Baseball: MLB's new pitch timer still in gray area: Ohtani

Shohei Ohtani made history again Wednesday as the first player to run afoul of MLB's new pitch-timer rules as both a hitter and a pitcher, and said the rule's implementation is still in a gray area.

Starting this season, MLB pitchers have 20 seconds to begin their motion to the plate with runners on base, and 15 seconds with the bases empty. Failure to comply requires the umpire call an automatic ball.

In Wednesday's game, Ohtani walked the first two Seattle Mariners batters he faced in the first inning. Eugenio Suarez singled in a run on the next pitch.
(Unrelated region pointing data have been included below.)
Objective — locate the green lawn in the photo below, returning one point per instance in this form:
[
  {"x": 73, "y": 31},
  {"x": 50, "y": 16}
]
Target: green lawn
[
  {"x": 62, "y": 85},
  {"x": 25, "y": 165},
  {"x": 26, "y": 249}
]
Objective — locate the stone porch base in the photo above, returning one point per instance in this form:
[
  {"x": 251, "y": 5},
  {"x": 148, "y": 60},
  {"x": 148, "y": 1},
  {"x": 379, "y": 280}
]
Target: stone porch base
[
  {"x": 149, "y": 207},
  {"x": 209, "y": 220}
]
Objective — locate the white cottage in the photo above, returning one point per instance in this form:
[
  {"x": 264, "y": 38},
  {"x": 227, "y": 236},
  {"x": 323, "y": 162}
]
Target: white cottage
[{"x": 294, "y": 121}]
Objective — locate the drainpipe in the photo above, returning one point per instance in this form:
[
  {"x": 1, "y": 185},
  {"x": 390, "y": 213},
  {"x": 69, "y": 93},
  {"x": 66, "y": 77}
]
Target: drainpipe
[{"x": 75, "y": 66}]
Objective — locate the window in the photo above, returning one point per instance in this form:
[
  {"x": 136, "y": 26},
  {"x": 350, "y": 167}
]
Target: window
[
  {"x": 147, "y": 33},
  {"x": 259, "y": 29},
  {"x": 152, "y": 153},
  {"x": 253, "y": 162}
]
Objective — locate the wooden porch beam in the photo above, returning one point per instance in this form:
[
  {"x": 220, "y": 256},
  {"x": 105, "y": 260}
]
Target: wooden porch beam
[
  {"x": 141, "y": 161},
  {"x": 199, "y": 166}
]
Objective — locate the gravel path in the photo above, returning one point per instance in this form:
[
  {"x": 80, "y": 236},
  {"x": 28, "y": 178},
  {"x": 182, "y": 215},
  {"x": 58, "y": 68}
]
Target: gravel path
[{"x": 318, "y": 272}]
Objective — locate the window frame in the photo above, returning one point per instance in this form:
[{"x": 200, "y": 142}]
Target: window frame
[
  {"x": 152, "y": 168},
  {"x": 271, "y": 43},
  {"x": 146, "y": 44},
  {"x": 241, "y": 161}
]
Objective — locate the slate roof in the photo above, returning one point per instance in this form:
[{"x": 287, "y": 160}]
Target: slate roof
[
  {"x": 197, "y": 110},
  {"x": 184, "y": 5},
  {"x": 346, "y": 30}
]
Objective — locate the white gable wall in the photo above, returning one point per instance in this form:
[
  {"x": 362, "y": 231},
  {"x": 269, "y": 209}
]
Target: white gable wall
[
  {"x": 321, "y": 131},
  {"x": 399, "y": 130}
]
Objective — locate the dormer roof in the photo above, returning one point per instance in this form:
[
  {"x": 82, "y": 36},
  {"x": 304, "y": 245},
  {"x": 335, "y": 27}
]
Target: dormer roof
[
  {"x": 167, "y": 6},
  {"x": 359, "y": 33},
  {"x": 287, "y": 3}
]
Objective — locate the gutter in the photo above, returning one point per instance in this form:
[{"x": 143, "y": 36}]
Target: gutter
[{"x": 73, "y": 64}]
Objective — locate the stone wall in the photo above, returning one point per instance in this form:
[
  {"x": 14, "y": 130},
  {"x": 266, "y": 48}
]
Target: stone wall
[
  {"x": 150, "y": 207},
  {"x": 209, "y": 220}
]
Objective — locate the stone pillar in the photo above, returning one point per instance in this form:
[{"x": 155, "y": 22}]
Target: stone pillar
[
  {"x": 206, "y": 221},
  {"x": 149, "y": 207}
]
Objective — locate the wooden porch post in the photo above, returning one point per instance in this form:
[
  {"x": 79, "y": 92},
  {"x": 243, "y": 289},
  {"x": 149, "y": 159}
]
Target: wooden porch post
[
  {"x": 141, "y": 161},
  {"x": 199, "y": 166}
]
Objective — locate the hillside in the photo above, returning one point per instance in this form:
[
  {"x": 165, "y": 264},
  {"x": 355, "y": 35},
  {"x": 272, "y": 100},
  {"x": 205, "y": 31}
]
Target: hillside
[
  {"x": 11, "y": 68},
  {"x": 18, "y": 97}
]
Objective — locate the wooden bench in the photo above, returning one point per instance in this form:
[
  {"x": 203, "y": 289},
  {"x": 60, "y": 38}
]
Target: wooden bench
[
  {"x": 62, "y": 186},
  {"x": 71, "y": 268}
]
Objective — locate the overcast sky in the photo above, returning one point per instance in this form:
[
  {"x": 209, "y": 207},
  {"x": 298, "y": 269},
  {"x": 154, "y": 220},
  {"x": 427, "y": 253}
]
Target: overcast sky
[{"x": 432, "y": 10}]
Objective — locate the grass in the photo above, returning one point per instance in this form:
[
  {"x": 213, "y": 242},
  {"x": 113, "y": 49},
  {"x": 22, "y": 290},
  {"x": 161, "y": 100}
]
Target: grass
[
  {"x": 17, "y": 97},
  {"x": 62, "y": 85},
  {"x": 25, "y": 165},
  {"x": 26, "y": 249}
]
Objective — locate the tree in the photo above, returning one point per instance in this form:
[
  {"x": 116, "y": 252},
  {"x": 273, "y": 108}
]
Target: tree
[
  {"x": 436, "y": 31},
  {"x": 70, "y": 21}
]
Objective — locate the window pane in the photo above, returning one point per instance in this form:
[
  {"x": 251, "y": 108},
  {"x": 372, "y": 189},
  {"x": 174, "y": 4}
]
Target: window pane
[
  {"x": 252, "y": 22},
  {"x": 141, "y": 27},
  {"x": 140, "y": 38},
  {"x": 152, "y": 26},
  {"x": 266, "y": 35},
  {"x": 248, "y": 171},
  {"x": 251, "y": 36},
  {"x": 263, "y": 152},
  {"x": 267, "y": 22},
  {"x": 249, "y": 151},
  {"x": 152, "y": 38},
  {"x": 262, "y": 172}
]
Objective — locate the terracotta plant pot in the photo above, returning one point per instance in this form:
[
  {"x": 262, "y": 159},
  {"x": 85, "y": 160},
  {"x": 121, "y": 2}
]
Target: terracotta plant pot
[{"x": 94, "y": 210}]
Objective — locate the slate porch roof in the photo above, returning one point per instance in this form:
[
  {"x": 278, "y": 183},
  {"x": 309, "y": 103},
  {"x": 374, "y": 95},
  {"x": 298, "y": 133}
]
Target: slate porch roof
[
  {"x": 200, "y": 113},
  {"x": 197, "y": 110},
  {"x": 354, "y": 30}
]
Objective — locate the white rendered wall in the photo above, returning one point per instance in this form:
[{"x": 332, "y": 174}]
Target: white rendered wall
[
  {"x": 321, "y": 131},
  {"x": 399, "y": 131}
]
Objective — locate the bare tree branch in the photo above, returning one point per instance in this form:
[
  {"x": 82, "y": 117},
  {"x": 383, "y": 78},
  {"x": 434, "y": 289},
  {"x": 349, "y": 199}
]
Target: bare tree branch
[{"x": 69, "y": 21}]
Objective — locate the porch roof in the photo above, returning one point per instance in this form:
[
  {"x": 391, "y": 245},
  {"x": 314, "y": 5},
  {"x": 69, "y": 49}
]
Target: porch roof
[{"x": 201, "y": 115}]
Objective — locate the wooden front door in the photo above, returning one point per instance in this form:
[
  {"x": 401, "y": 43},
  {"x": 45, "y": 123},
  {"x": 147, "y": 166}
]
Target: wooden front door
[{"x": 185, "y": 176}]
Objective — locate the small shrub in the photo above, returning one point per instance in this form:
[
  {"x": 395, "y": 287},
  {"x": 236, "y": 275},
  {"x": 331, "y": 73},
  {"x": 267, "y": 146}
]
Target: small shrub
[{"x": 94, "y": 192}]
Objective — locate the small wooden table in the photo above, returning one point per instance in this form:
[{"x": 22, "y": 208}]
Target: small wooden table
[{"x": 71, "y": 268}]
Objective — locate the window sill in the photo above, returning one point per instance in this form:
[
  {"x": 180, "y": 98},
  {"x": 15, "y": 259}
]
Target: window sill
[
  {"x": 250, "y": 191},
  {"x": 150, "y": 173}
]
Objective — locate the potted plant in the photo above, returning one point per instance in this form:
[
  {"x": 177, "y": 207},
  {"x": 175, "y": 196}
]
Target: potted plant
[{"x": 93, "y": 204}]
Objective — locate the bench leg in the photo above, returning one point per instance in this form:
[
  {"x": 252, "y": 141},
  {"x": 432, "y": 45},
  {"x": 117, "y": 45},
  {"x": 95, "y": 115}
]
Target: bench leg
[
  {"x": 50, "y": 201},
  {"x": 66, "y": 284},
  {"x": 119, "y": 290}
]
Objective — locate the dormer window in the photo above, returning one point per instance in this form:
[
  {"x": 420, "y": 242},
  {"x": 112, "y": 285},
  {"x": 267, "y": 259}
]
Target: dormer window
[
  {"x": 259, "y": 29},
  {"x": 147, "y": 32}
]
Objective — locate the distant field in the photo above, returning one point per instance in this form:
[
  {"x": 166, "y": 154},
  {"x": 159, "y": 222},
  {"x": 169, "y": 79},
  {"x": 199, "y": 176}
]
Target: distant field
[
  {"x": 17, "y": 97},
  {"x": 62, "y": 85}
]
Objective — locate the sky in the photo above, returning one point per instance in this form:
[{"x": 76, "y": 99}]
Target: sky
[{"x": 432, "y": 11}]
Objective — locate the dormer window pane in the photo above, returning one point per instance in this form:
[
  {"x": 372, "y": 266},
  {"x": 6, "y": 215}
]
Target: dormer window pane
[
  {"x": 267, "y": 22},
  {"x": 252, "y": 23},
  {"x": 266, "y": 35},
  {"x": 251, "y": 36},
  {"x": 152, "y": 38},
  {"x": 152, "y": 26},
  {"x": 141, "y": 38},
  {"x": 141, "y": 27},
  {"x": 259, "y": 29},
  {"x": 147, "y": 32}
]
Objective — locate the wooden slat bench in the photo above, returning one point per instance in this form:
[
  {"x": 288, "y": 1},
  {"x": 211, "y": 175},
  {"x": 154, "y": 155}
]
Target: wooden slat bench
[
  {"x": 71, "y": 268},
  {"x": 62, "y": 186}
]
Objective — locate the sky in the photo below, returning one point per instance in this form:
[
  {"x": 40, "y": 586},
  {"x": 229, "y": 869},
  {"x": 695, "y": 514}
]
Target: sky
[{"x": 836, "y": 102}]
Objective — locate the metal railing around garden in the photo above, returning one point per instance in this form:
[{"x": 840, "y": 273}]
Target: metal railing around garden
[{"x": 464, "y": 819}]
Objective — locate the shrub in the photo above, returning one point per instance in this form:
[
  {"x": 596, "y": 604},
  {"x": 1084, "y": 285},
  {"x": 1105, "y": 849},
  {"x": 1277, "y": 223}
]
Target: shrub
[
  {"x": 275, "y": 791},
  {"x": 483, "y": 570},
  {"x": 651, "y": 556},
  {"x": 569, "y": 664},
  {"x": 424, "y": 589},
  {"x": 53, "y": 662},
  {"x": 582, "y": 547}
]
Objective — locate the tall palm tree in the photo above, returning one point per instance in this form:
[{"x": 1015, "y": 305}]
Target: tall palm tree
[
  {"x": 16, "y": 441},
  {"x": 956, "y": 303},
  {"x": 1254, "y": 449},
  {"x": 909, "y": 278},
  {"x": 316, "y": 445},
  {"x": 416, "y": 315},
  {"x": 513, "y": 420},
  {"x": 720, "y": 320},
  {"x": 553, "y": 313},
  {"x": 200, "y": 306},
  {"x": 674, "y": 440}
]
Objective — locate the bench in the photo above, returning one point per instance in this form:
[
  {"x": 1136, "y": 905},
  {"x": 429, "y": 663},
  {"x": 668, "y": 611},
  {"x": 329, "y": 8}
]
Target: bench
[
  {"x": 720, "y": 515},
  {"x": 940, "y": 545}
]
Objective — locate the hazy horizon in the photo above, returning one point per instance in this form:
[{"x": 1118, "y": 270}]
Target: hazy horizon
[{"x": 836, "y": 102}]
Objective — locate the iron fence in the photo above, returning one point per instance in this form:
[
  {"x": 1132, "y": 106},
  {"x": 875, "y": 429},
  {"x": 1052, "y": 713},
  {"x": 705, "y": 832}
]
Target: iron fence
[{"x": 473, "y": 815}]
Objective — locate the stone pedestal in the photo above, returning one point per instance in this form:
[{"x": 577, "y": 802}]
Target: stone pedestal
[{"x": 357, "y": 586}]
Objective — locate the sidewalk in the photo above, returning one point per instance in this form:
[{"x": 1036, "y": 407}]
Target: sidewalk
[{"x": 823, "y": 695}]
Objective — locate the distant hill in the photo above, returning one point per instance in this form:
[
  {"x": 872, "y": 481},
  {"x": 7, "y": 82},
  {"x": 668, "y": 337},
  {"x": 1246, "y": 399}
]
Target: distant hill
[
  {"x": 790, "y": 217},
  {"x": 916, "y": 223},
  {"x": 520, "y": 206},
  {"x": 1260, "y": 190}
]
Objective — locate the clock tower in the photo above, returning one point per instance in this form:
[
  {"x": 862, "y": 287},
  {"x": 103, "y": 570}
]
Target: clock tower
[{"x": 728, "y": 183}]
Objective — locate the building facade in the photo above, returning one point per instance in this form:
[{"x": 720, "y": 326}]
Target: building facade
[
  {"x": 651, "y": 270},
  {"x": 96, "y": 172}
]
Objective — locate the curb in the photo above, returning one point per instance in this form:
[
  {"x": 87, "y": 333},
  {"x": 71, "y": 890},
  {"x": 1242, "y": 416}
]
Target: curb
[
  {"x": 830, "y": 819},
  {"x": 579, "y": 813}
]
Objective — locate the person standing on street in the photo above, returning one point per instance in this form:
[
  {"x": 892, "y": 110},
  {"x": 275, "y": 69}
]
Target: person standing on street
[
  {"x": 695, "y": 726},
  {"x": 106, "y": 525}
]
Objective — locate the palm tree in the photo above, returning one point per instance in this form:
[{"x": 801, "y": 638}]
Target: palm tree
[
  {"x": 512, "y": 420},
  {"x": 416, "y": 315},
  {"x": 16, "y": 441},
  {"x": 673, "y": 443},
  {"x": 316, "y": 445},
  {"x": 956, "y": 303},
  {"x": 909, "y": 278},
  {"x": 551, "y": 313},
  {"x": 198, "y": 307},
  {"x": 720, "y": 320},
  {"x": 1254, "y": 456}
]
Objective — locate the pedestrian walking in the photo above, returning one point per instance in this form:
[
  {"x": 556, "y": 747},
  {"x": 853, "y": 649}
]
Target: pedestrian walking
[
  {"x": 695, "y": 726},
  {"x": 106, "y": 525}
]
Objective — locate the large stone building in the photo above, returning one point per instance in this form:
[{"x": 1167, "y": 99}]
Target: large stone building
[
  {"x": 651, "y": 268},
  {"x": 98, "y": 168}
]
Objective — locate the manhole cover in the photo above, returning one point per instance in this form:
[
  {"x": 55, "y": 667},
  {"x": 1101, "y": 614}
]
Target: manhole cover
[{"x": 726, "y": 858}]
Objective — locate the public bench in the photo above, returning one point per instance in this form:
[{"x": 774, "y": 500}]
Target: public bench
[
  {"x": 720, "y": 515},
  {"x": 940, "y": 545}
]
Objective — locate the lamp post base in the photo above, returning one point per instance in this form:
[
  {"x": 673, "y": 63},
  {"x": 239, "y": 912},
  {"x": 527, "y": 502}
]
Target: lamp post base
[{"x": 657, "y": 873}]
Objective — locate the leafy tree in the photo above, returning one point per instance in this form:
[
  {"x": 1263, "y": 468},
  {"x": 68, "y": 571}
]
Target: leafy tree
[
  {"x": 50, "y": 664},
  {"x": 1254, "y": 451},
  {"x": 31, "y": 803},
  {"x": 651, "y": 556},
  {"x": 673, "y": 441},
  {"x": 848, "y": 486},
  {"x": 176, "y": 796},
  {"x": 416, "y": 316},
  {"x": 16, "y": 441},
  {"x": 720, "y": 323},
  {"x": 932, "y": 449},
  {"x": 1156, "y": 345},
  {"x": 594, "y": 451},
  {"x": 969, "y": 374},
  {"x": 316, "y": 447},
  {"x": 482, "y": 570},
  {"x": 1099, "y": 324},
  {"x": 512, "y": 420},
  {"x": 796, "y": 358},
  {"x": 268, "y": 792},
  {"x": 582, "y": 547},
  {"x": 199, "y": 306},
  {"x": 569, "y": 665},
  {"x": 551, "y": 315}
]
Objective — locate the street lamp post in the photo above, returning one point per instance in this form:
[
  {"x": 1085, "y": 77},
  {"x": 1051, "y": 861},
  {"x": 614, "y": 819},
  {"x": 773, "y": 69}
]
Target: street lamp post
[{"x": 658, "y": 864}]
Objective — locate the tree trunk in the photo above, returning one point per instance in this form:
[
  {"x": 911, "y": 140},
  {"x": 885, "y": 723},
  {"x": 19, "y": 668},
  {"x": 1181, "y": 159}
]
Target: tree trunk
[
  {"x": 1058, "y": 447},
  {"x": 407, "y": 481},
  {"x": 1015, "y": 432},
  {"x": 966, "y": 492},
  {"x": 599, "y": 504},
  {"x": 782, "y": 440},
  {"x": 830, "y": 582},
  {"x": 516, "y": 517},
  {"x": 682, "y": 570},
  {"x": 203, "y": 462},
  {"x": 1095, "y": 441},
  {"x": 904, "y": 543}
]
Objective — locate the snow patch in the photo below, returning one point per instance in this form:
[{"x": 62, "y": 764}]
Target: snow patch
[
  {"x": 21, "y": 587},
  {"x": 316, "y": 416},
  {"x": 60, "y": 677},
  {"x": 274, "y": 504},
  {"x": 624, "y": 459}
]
When Ohtani took too much time to collect himself, the umpire stopped the action and awarded Ball 1 to cleanup hitter Cal Raleigh.

Instead of becoming the next step down a slippery slope, the penalty provided a wakeup call.

"I was thinking I had to fix my overall rhythm," said Ohtani, who proceeded to strike out Raleigh and the batter after him to escape the inning with only one run scoring.

Ohtani spoke to the umpires after the third out and after the game as well about the new rule and how it relates to his own delivery.

"It seems like the umpires are also in something of a gray area," he said. "The rule has only barely begun to be implemented, and I want to be able to deal with whatever each situation demands."

He left the mound after allowing just the one run in six innings and picked up his first win of the season, but not before he incurred a penalty as a hitter in the top of the sixth.

Starting this season, batters have eight seconds to be in the batter's box and alert to the pitcher or receive an automatic strike. Ohtani came to the plate after teammate Mike Trout walked, and was greeted with Strike 1.

"I was waiting for the runner and was a little slow," Ohtani said. "When I draw a walk or something, I need to get to first base quickly or it will make it harder on the next hitter."